Perhaps more problematically for governments looking to get a Volcker Rule pass, U.S. regulators will be loath to carve out such a huge chunk of the securities market from Volcker’s reach, for fear of making a mockery of the ban. And the failure of commodity brokerage MF Global, largely the result of big bets on sovereign debt, lends some credence to the argument from Volcker supporters that banks shouldn’t bet on those same securities just for short-term profit.
The march of financial industry heavyweights into the offices of the Federal Reserve, Commodity Futures Trading Commission and FDIC will continue this spring. But given how poorly the regulators’ first pass at the rule has fared, there is some reason to think they may take another crack at it before making any final decisions.

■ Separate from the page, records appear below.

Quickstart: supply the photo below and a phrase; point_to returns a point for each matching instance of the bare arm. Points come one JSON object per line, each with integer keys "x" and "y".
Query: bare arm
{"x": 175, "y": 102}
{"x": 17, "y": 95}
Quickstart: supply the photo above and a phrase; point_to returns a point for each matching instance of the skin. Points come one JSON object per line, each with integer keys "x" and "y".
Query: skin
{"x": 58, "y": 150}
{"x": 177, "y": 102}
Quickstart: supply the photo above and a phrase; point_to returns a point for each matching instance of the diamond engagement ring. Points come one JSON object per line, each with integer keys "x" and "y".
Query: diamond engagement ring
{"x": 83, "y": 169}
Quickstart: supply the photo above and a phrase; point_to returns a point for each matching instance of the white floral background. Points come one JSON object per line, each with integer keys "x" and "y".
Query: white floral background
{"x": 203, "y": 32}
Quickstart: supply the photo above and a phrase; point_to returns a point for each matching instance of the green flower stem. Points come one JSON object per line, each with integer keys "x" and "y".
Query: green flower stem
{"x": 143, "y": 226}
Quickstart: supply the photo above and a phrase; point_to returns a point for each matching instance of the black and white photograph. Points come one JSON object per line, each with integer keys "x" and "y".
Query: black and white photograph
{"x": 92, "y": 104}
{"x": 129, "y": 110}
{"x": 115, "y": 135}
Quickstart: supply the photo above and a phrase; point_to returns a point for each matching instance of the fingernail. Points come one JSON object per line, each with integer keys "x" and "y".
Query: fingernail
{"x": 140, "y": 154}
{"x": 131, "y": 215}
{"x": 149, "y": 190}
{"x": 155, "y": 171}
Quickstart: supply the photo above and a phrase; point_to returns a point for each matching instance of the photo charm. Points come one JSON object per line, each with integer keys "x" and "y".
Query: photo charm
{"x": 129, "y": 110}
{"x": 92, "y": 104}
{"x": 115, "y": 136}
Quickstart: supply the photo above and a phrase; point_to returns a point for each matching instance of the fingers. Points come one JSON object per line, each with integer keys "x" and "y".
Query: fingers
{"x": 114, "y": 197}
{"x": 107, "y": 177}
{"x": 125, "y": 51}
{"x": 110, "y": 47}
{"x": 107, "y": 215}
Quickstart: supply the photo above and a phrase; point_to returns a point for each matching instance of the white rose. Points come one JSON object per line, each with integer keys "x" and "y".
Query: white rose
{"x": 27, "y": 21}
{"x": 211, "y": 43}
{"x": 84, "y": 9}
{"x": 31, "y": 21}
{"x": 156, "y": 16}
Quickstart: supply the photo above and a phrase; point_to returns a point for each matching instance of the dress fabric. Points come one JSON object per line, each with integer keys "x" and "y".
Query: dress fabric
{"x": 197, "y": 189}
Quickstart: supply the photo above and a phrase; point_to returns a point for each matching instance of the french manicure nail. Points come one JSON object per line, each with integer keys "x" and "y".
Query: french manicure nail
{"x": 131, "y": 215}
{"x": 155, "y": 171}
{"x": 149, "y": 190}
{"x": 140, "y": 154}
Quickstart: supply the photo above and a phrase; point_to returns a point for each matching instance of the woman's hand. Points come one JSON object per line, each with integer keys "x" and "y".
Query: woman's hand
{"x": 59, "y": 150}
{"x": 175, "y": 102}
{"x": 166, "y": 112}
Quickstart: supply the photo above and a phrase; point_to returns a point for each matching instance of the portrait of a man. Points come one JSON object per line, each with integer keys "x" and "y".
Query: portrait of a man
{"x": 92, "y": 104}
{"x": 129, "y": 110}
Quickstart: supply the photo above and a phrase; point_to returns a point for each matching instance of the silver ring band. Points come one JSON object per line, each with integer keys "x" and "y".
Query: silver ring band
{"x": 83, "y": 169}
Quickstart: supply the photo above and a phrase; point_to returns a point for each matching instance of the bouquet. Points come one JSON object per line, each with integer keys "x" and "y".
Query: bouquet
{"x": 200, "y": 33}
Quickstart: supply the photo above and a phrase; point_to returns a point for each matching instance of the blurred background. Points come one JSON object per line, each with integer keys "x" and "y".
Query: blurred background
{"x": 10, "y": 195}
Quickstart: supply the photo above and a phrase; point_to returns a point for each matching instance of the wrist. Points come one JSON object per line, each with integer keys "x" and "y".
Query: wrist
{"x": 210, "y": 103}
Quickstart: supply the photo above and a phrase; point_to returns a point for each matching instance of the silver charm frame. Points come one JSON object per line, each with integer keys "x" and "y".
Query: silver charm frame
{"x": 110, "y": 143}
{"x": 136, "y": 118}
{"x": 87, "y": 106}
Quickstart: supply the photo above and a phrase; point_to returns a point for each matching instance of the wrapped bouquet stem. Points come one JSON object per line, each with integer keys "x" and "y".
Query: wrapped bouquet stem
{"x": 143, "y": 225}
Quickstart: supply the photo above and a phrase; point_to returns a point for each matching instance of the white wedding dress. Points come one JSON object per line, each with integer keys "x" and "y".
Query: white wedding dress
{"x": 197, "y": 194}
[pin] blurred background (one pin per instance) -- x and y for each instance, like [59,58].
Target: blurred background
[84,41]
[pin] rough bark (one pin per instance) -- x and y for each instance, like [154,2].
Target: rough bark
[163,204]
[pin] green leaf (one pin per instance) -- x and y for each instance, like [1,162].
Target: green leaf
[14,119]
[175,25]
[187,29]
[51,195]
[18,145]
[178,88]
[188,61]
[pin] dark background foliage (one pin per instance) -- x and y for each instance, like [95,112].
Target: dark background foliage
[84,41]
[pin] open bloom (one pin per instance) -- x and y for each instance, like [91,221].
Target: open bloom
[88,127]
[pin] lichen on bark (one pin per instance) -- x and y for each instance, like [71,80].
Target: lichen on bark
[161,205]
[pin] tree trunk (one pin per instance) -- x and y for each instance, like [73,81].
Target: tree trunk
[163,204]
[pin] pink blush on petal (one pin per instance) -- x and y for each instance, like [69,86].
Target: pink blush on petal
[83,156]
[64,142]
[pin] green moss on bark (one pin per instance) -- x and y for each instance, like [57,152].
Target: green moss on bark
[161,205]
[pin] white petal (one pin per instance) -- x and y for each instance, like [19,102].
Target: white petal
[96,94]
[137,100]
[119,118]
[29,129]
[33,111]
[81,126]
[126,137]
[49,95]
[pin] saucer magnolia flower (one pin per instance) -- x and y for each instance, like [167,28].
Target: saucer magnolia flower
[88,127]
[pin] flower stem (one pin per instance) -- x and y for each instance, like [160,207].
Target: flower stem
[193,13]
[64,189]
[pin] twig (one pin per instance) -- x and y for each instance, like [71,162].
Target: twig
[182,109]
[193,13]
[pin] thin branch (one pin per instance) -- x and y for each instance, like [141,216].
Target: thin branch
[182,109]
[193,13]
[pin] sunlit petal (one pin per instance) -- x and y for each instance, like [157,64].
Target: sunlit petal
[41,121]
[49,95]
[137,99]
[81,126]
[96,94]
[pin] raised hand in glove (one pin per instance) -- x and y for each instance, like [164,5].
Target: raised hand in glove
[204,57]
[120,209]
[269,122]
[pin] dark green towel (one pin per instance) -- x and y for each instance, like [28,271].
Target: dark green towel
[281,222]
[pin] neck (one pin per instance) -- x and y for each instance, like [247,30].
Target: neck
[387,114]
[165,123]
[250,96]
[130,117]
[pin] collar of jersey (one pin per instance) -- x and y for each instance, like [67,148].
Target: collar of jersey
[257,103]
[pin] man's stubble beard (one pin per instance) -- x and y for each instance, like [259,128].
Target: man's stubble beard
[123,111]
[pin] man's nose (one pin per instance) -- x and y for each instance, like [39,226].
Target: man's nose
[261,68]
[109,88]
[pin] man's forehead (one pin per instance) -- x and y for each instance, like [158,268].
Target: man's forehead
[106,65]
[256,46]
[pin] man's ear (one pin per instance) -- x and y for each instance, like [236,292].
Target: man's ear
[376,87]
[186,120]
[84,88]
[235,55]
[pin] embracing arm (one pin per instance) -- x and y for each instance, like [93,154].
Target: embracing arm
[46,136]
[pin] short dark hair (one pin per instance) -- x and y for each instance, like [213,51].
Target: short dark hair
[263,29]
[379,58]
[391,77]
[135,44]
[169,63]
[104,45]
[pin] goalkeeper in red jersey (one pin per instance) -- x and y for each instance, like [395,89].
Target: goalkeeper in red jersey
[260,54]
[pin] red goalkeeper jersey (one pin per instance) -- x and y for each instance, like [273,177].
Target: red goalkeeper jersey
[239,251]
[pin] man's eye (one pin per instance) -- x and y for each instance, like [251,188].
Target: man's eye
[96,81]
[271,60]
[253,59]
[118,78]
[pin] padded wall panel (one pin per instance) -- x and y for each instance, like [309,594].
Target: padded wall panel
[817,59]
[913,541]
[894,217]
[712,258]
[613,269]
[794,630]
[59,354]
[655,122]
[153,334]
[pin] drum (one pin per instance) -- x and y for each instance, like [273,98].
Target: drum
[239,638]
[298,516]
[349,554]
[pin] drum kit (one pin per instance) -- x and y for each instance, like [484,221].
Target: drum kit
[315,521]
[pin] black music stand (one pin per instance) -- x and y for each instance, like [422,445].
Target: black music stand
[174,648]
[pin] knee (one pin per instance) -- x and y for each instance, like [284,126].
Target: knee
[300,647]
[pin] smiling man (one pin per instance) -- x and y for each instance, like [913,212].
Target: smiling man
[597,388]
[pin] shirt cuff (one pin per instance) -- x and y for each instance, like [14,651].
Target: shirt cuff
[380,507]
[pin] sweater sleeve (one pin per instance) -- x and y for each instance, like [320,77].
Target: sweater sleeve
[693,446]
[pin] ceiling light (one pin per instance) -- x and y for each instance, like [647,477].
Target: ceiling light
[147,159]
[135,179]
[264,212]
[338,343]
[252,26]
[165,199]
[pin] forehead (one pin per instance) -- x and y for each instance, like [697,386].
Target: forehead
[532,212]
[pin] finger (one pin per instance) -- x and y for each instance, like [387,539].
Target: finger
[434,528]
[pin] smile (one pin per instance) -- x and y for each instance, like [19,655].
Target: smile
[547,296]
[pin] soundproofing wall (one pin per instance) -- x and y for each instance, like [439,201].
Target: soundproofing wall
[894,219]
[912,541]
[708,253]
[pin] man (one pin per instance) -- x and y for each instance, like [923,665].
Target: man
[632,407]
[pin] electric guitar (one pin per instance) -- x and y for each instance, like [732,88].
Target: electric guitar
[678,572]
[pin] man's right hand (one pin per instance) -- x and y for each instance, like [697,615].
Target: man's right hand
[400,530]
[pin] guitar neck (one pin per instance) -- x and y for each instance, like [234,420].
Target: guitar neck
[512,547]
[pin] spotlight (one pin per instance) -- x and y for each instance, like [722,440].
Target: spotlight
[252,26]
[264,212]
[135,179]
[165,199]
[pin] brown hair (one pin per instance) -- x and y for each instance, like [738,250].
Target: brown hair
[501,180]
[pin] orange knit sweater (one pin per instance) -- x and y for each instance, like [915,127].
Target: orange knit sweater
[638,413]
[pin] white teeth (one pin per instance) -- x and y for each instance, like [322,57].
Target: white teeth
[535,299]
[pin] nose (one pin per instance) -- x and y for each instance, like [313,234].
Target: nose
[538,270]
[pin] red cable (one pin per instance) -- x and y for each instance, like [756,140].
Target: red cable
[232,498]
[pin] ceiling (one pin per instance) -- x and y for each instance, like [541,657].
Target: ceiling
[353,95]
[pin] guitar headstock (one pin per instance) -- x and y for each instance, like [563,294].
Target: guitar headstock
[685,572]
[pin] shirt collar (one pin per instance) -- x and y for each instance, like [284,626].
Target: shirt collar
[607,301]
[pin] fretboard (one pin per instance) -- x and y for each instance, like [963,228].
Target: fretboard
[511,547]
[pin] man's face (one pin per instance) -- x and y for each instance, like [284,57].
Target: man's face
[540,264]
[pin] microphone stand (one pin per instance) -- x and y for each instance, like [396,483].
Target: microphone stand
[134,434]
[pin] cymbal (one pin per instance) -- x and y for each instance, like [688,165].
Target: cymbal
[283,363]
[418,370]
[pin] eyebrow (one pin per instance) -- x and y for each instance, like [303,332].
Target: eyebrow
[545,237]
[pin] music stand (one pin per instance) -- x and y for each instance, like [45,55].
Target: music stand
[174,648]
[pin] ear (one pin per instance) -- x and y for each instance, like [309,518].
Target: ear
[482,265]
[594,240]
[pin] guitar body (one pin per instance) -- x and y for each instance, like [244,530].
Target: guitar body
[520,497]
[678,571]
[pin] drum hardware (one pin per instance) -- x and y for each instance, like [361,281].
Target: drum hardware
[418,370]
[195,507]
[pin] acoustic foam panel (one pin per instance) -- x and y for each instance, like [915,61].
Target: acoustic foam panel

Regulators are caught in a bind. A move to significantly address any of the complaints — either from foreign powers, the industry or Merkley and Levin — would almost certainly entail major revisions to the draft that’s now circulating. Even the act of filling in the blanks suggested by the hundreds of questions included in their first rule would be a fundamental rewrite of the original proposal.
All of which suggests regulators may have to take another crack at the rule by reproposing it, a relatively unusual step. “First, the changes to the Proposal needed to correctly implement the Volcker Rule mandate and to avoid serious harm to our financial markets are so extensive that reproposal will be required as a matter of administrative law,” SIFMA wrote.
The real threat, of course, is that without a reproposal, regulators would give the financial industry cause and ammunition for a legal challenge of the rule (though the industry is almost sure to challenge the rule, no matter what final shape it takes). “Commenters will not have a legally sufficient opportunity to comment on the final rule without a further opportunity to review the necessary changes,” SIFMA noted.
With so much uncertainty, it’s hard to predict exactly what will happen next. What is clear, however, is that this fight is far from over, and there’s every likelihood that it will drag on for the next year, if not longer.